1. Commitment to Process Safety: a workforce that is actively involved and an organization that fully supports process safety as a core value will tend to do the right things in the right way at the right time – even when no one else is looking

2. Understanding Hazard and Risk: the foundation of a risk-based approach which will allow an organization to use this information to allocate limited resources in the most effective manner

3. Manage Risk: the ongoing execution of risk based process safety tasks. Risk management can help a company to better deal with the resultant risks and sustain long-term accident free and profitable operations

4. Learn from Experience: Metrics provide direct feedback on the workings of RBPS systems, and leading indicators provide early warning signals of ineffective process safety results. Organizations must use their mistakes and those of others as motivation for action and view as opportunities for improvement.

Safety Organizations and Terminology

Organizations

OSHA

Safety1.JPG

Safe Design

Inherently Safe Design

Inherently safe design of a particular process can be achieved by adhering to the following six strategies put forth by Turton et al:

1. Substitution: Avoid using or producing hazardous materials on the plant site. If the hazardous material is an intermediate product, for example, alternate chemical reaction pathways might be used. In other words, the most inherently safe strategy is to avoid the use of hazardous materials.

2. Intensification: Attempt to use less of the hazardous materials. In terms of a hazardous intermediate, the two processes could be more closely coupled, reducing or eliminating the amount of intermediate produced. The inventories of hazardous feeds or products can be reduced by enhanced scheduling techniques such as just-in-time (JIT) manufacturing.

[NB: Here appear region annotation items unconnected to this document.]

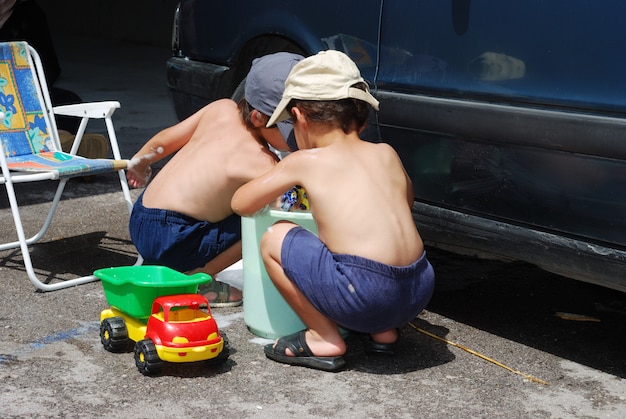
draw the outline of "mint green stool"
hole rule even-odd
[[[317,234],[317,224],[310,212],[272,209],[252,217],[241,217],[244,321],[252,333],[268,339],[306,328],[272,283],[261,259],[261,236],[279,220],[294,222]]]

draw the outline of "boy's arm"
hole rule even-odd
[[[292,186],[299,184],[296,153],[276,164],[269,172],[241,186],[231,200],[233,211],[242,216],[256,213],[276,201]]]
[[[180,150],[193,135],[204,109],[152,137],[131,158],[127,170],[128,183],[133,188],[143,187],[150,180],[150,165]]]

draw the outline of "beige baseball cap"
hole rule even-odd
[[[351,87],[365,82],[358,67],[340,51],[320,51],[298,62],[285,80],[283,98],[267,122],[270,127],[291,118],[287,105],[292,99],[339,100],[359,99],[378,110],[378,101],[367,91]],[[367,83],[366,83],[367,84]]]

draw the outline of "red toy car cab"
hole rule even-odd
[[[103,310],[100,340],[110,352],[136,342],[135,364],[144,375],[159,373],[164,362],[222,363],[229,355],[228,339],[200,294],[157,297],[147,323],[115,307]]]

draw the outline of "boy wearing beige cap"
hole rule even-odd
[[[233,210],[250,215],[301,185],[317,222],[319,238],[281,221],[261,239],[270,278],[307,326],[265,347],[275,361],[341,369],[339,326],[369,334],[368,351],[393,354],[397,328],[432,296],[411,181],[389,145],[359,138],[369,106],[378,109],[378,101],[345,54],[323,51],[300,61],[268,121],[291,118],[300,150],[233,196]]]

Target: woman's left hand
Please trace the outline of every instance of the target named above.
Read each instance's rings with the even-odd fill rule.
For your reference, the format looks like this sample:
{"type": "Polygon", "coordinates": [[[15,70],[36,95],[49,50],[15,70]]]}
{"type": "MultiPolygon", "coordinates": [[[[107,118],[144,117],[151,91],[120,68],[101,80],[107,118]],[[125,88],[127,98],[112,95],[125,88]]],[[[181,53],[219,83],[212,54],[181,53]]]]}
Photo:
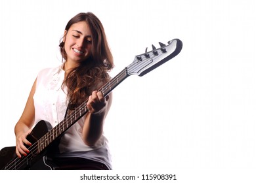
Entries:
{"type": "Polygon", "coordinates": [[[100,114],[106,112],[108,96],[104,97],[102,93],[93,91],[89,97],[87,107],[91,114],[100,114]]]}

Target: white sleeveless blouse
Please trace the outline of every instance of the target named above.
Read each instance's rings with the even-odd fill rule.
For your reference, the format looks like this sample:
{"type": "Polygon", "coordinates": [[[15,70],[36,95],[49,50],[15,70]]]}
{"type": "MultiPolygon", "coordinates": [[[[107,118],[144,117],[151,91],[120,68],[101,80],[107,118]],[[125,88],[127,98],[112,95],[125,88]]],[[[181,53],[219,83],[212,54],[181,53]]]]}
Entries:
{"type": "MultiPolygon", "coordinates": [[[[64,118],[68,104],[66,88],[62,88],[65,71],[62,65],[41,71],[37,78],[33,95],[35,124],[40,120],[49,122],[53,127],[64,118]]],[[[82,140],[82,129],[85,116],[83,116],[61,137],[59,157],[80,157],[97,161],[111,167],[108,140],[104,136],[95,146],[87,146],[82,140]]]]}

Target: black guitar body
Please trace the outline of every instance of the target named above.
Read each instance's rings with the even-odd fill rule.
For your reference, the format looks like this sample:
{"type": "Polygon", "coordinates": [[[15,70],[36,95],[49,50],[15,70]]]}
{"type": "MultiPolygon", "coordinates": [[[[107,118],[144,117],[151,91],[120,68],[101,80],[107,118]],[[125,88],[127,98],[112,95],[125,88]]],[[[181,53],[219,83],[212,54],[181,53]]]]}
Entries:
{"type": "MultiPolygon", "coordinates": [[[[45,121],[40,121],[34,127],[31,133],[28,135],[27,139],[32,143],[35,143],[38,139],[42,137],[52,129],[50,123],[45,121]]],[[[51,144],[53,146],[47,148],[39,154],[28,154],[28,157],[18,158],[15,152],[15,146],[5,147],[0,151],[0,169],[31,169],[31,170],[50,170],[54,167],[50,161],[51,152],[56,146],[56,144],[51,144]],[[53,145],[54,144],[54,145],[53,145]],[[28,158],[29,157],[29,158],[28,158]]],[[[30,148],[29,148],[30,150],[30,148]]]]}
{"type": "MultiPolygon", "coordinates": [[[[137,75],[142,76],[159,67],[179,54],[182,42],[178,39],[168,42],[168,45],[160,42],[161,48],[135,56],[132,63],[106,83],[100,91],[106,97],[117,86],[128,76],[137,75]]],[[[0,152],[1,169],[56,169],[61,168],[61,163],[56,166],[51,163],[54,157],[52,152],[57,152],[60,137],[83,115],[88,112],[88,99],[73,110],[54,128],[45,121],[39,122],[27,139],[32,143],[28,148],[30,153],[21,158],[17,157],[15,147],[6,147],[0,152]]],[[[56,159],[54,159],[56,162],[56,159]]],[[[61,160],[62,161],[62,160],[61,160]]]]}

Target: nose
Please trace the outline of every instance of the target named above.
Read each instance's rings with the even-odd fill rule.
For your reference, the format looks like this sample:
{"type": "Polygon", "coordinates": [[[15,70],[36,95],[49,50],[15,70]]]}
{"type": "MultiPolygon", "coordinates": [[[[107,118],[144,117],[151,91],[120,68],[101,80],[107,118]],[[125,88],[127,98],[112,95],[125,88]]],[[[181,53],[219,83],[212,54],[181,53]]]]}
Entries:
{"type": "Polygon", "coordinates": [[[83,46],[83,39],[79,39],[77,40],[76,41],[76,45],[78,46],[78,48],[82,48],[83,46]]]}

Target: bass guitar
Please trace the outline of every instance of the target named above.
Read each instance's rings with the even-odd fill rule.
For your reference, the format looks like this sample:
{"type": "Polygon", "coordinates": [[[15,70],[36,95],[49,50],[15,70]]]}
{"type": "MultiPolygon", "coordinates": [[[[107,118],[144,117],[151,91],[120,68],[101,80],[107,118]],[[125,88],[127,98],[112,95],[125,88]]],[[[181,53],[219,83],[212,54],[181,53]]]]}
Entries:
{"type": "MultiPolygon", "coordinates": [[[[173,39],[165,45],[161,42],[160,48],[152,45],[153,50],[135,57],[133,61],[118,75],[104,84],[98,91],[107,96],[117,85],[128,76],[137,75],[144,76],[146,73],[177,56],[182,50],[182,42],[178,39],[173,39]]],[[[32,143],[28,147],[30,153],[26,156],[18,158],[15,147],[3,148],[0,152],[0,169],[54,169],[54,165],[48,161],[47,154],[61,135],[83,116],[88,112],[85,101],[55,127],[50,123],[40,121],[34,127],[27,139],[32,143]]]]}

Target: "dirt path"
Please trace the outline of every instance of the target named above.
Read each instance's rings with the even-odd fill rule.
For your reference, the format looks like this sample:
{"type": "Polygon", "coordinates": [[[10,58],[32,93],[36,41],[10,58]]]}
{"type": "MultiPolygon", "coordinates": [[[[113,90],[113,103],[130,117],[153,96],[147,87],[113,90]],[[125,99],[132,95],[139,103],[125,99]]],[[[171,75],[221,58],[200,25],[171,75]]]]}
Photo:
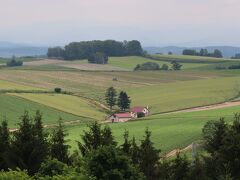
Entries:
{"type": "Polygon", "coordinates": [[[167,153],[165,155],[166,158],[170,158],[170,157],[174,157],[176,156],[178,153],[183,153],[186,151],[189,151],[192,149],[192,144],[188,145],[187,147],[183,148],[183,149],[174,149],[172,151],[170,151],[169,153],[167,153]]]}
{"type": "Polygon", "coordinates": [[[180,112],[206,111],[206,110],[221,109],[221,108],[233,107],[233,106],[240,106],[240,101],[225,102],[225,103],[219,103],[219,104],[213,104],[213,105],[207,105],[207,106],[194,107],[194,108],[188,108],[188,109],[184,109],[184,110],[173,111],[173,112],[162,113],[162,114],[174,114],[174,113],[180,113],[180,112]]]}

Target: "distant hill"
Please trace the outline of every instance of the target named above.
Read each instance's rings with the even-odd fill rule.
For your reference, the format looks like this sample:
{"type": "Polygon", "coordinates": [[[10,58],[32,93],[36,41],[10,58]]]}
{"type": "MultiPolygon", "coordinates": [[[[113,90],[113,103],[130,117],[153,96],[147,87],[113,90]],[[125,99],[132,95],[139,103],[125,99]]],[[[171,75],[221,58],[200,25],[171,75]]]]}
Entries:
{"type": "Polygon", "coordinates": [[[39,56],[46,55],[48,47],[21,45],[11,42],[0,42],[0,57],[15,56],[39,56]]]}
{"type": "Polygon", "coordinates": [[[201,48],[207,49],[209,52],[214,51],[214,49],[219,49],[222,51],[224,57],[232,57],[236,53],[240,53],[240,47],[232,46],[207,46],[207,47],[177,47],[177,46],[166,46],[166,47],[144,47],[144,50],[148,53],[163,53],[167,54],[171,51],[173,54],[180,55],[184,49],[195,49],[199,51],[201,48]]]}

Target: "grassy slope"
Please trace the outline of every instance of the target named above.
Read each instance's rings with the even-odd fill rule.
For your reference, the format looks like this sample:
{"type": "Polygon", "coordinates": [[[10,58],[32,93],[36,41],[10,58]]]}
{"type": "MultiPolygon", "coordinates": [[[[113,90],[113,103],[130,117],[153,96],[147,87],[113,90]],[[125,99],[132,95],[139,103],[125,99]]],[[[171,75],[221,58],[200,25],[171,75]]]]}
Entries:
{"type": "Polygon", "coordinates": [[[0,119],[6,116],[9,127],[15,128],[19,123],[19,117],[23,115],[23,112],[28,110],[33,115],[36,110],[40,110],[43,113],[44,124],[55,124],[61,117],[63,121],[80,120],[81,118],[69,113],[64,113],[53,108],[40,105],[19,97],[11,95],[0,95],[0,119]]]}
{"type": "MultiPolygon", "coordinates": [[[[33,71],[1,70],[0,79],[28,86],[64,90],[79,93],[82,96],[103,101],[104,91],[109,86],[117,89],[139,88],[177,81],[189,81],[225,76],[222,71],[178,71],[178,72],[72,72],[72,71],[33,71]],[[116,77],[118,81],[113,81],[116,77]]],[[[226,76],[231,76],[226,75],[226,76]]],[[[234,75],[235,76],[235,75],[234,75]]]]}
{"type": "MultiPolygon", "coordinates": [[[[109,124],[113,135],[120,143],[123,142],[123,132],[129,130],[130,137],[142,139],[144,131],[148,127],[152,131],[152,140],[157,148],[163,152],[171,151],[189,145],[193,141],[202,138],[202,127],[209,120],[218,120],[226,117],[230,121],[234,112],[240,112],[240,107],[228,107],[218,110],[199,111],[191,113],[178,113],[172,115],[155,115],[139,121],[127,123],[109,124]]],[[[77,147],[75,140],[80,140],[80,134],[85,126],[68,127],[68,139],[73,149],[77,147]]]]}
{"type": "Polygon", "coordinates": [[[240,78],[216,78],[129,89],[133,105],[160,113],[228,101],[239,95],[240,78]]]}
{"type": "Polygon", "coordinates": [[[0,90],[43,90],[42,88],[36,88],[32,86],[26,86],[9,81],[0,80],[0,90]]]}
{"type": "Polygon", "coordinates": [[[224,59],[224,58],[215,58],[215,57],[203,57],[203,56],[188,56],[188,55],[161,55],[154,54],[153,57],[157,57],[163,60],[176,60],[181,62],[201,62],[201,63],[216,63],[222,61],[229,61],[232,59],[224,59]]]}
{"type": "MultiPolygon", "coordinates": [[[[138,56],[128,56],[128,57],[110,57],[109,58],[109,64],[115,67],[125,68],[129,70],[133,70],[137,64],[143,64],[146,62],[155,62],[162,66],[163,64],[167,64],[169,67],[171,67],[170,62],[164,62],[164,61],[156,61],[152,59],[147,59],[143,57],[138,56]]],[[[204,67],[208,64],[201,64],[201,63],[182,63],[182,69],[192,69],[192,68],[198,68],[198,67],[204,67]]]]}
{"type": "Polygon", "coordinates": [[[81,117],[104,120],[104,112],[80,97],[62,94],[15,94],[16,96],[81,117]]]}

3. Attenuation: Reducing, or attenuating, the hazards of materials can often be affected by lowering the temperature or adding stabilizing additives. By using materials under less hazardous conditions, the potential consequences of a leak can be reduced.

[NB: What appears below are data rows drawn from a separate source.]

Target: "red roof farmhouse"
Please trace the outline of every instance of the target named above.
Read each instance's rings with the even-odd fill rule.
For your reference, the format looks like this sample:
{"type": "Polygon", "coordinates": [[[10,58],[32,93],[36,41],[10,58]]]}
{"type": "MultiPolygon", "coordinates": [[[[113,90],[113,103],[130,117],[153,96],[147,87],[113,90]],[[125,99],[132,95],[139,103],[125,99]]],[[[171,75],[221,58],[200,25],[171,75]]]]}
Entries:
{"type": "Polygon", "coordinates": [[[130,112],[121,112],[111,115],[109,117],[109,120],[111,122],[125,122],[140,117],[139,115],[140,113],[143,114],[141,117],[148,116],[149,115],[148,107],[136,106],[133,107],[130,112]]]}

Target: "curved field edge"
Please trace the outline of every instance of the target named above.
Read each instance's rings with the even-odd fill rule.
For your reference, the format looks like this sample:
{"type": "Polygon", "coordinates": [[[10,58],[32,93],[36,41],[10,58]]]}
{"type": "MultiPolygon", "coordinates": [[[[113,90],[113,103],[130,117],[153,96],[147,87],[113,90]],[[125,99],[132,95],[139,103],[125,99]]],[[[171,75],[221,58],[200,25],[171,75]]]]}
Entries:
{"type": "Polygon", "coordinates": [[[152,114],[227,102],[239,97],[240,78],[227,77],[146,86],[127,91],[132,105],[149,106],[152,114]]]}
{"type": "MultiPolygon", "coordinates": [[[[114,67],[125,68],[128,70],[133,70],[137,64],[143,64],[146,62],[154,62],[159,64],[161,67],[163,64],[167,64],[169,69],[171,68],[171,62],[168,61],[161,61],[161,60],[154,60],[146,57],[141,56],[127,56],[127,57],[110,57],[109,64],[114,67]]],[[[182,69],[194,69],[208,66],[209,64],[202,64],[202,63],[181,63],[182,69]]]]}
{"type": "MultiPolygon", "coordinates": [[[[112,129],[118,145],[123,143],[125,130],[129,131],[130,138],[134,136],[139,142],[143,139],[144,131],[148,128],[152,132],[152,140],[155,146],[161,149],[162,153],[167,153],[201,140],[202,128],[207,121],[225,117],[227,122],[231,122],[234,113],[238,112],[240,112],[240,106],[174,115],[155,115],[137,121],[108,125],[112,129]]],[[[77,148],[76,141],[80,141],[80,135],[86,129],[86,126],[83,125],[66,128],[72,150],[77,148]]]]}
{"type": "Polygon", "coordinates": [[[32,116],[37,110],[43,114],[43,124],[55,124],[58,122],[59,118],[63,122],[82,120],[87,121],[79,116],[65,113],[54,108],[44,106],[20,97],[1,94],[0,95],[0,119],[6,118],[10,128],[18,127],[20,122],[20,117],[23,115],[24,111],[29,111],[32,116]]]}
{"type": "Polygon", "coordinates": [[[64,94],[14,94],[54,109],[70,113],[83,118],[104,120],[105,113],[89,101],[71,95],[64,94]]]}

4. Containment: If the hazardous materials cannot be eliminated, they at least should be stored in vessels with mechanical integrity beyond any reasonably expected temperature or pressure excursion. This is an old but effective strategy to avoid leaks. However, it is not as inherently safe as substitution, intensification, or attenuation.

5. Control: If a leak of hazardous material does occur, there should be safety systems that reduce the effects. For example, chemical facilities often have emergency isolation of the site from the normal storm sewers, and large tanks for flammable liquids are surrounded by dikes that prevent any leaks from spreading to to other areas of the plant. Scrubbing systems and relief systems in general are in this category. They are essential, because they allow controlled, safe release of hazardous materials, rather than an uncontrolled release from a vessel rupture.

6. Survival: If leaks of hazardous materials do occur and they are not contained or controlled, the personnel (and the equipment) must be protected. This lowest level of the hierarchy includes fire fighting, gas masks, and so on. Although essential to the total safety of the plant, the greater the reliance on survival of leaks rather than elimination of leaks, the less inherently safe the facility.

References

1. American Institute of Chemical Engineers. http://www.aiche.org/ccps

2. R.T. Turton, R.C. Bailie, W.B. Whiting, J.A. Shaeiwitz, Analysis, Synthesis, and Design of Chemical Processes, Prentice Hall: Upper Saddle River, 2003.